Ale Harry nie umiał pogodzić się z tym zimnym jak lód uczuciem odrzucenia, które go opanowało. Nie był w stanie wymyślić już niczego złośliwego, co mógłby powiedzieć mężczyźnie. Potrafił myśleć jedynie o Draco Malfoyu klęczącym przed Snape'em i ssącym jego penisa. I ten obraz doprowadzał go do szaleństwa wypełnionego... czymś gorzkim i niewybaczalnym.

Spojrzał na Snape'a, czując się pokonanym.

- Malfoy jest gejem?

Mężczyzna prychnął.

- Nie, Malfoy nie jest gejem. A nawet jeżeli by był, to i tak wciąż pozostałby heteroseksualny, ponieważ musi spłodzić potomka rodu Malfoyów. Jesteś taki łatwowierny. Znieważanie cię staje się coraz zabawniejsze.

- Nie wiem, dlaczego muszę się tego uczyć, zresztą ty i tak jesteś w tym lepszy, więc równie dobrze możemy przestać.

- Nie, Potter - powiedział mężczyzna, okrążając stół. Zatrzymał się tuż przed Harrym. - Musisz się tego nauczyć, ponieważ jeśli tego nie zrobisz, to pozwolisz, aby inni mieli nad tobą władzę. Jeżeli dopuścisz do tego, aby ludzkie słowa miały na ciebie wpływ, to dasz im władzę. To bardzo proste.

- Władzę? - Harry nie był pewien, do czego Snape zmierza.

- Tak. Władzę. Wyobraź sobie, że walczysz z wrogiem i musisz się skoncentrować na każdym ruchu. W twoim przypadku kilka trafnych obelg może całkowicie przebić się przez twoją obronę, a to czyni cię łatwym celem.

- Aha - powiedział Harry. Wyobraził sobie pojedynek z Bellatrix Lastrange. To było pewne, że przypomni mu o Syriuszu. I Harry wiedział, że stałby się zamroczony z wściekłości, gdyby to zrobiła. - Chyba rozumiem.
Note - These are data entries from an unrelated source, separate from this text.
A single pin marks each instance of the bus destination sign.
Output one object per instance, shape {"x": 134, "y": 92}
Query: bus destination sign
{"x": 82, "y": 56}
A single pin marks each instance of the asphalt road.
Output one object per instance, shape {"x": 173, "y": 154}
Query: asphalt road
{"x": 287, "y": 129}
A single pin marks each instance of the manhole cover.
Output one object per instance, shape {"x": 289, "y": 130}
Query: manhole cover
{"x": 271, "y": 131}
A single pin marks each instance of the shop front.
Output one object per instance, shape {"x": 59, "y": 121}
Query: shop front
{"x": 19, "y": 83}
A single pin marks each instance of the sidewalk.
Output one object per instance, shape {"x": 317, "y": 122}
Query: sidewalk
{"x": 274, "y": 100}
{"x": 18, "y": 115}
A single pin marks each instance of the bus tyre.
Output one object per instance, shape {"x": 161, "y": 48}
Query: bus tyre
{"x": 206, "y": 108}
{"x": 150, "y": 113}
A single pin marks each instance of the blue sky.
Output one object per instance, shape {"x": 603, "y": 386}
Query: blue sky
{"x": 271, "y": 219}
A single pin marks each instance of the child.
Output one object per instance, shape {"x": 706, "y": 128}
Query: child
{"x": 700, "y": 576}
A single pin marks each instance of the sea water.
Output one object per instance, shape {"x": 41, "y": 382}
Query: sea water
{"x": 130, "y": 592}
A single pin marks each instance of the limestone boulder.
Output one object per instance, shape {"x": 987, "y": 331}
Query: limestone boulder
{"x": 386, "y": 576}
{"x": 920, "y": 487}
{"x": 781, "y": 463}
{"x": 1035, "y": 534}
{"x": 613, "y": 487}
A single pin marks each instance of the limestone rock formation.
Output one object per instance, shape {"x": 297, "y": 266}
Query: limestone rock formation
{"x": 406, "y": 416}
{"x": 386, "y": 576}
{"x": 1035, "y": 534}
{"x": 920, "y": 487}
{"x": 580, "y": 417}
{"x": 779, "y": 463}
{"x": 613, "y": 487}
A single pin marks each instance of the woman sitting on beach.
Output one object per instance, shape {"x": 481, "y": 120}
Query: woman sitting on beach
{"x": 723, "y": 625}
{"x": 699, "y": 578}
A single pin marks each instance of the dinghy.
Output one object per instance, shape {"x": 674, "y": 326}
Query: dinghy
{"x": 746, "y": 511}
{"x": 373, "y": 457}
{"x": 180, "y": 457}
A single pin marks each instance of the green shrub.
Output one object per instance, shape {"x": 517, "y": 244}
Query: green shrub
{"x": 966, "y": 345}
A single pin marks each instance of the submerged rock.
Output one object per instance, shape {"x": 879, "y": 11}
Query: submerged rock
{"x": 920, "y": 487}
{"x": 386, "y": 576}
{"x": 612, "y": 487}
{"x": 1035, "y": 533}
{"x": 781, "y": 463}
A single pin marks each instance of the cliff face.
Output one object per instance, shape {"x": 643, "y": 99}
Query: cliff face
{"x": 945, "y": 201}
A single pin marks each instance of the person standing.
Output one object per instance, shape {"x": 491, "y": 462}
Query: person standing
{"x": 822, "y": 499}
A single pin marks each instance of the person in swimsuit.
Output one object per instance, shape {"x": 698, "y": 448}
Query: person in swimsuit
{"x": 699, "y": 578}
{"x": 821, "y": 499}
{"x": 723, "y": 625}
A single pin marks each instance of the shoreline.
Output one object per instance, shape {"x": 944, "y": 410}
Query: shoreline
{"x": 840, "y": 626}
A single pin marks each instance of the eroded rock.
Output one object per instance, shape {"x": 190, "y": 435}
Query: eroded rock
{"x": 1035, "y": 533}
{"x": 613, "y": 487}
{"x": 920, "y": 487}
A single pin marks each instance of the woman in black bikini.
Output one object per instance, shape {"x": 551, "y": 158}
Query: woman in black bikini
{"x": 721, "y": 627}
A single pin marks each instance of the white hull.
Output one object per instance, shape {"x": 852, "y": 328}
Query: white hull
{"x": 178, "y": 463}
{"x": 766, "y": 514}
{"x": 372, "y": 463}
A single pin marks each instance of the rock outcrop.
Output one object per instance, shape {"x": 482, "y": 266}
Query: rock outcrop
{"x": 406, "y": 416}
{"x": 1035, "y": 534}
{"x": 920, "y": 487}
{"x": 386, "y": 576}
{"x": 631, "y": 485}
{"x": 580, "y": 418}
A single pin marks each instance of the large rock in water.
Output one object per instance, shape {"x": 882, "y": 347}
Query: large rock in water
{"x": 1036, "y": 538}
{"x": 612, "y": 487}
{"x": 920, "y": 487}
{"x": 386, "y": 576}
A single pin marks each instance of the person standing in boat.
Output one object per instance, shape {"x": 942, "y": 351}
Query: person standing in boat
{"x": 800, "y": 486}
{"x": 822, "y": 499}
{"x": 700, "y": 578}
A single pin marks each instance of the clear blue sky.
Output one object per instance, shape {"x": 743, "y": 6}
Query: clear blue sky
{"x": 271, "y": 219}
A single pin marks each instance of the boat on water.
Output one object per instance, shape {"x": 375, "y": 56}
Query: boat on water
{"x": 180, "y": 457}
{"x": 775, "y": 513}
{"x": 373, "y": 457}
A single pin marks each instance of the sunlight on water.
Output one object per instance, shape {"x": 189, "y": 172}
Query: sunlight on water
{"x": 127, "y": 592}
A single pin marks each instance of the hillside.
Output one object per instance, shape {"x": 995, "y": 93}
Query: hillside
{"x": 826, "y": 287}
- To dobrze. Ponieważ wciąż będę cię obrażał i ranił, dopóki nie nauczysz odwdzięczać mi się obelgą za obelgę. Dopóki nie będziesz się wzdrygał przed używaniem przeciwko mnie mojej przeszłości jako Śmierciożercy. Potrzebujesz jakiegoś sentymentalnego zapewnienia, że nie powiem Malfoyowi o twoich umiejętnościach seksualnych przy pierwszej nadarzającej się okazji?

Harry parsknął.

- Nie - odparł, starając się nie wyglądać na nadąsanego. - Być może pocałunek pomógłby w przywróceniu mi wiary w twoje intencje.

Snape złapał Harry'ego za brodę i złożył szybki pocałunek na jego ustach.

- Masz. A teraz bierz się do pracy, Potter. - Snape obrócił się i podszedł do swojego stołu.

Harry uśmiechnął się i powrócił do przepisu na Eliksir Wielosokowy. Teraz, kiedy wiedział, dlaczego tak ważne jest, aby nauczył się przyjmować zniewagi, nie tracąc nad sobą kontroli, czuł się dużo lepiej. Ale nie potrafił przestać myśleć o tym, że to będzie chyba najtrudniejsza lekcja, jaką przyjdzie mu opanować tego lata.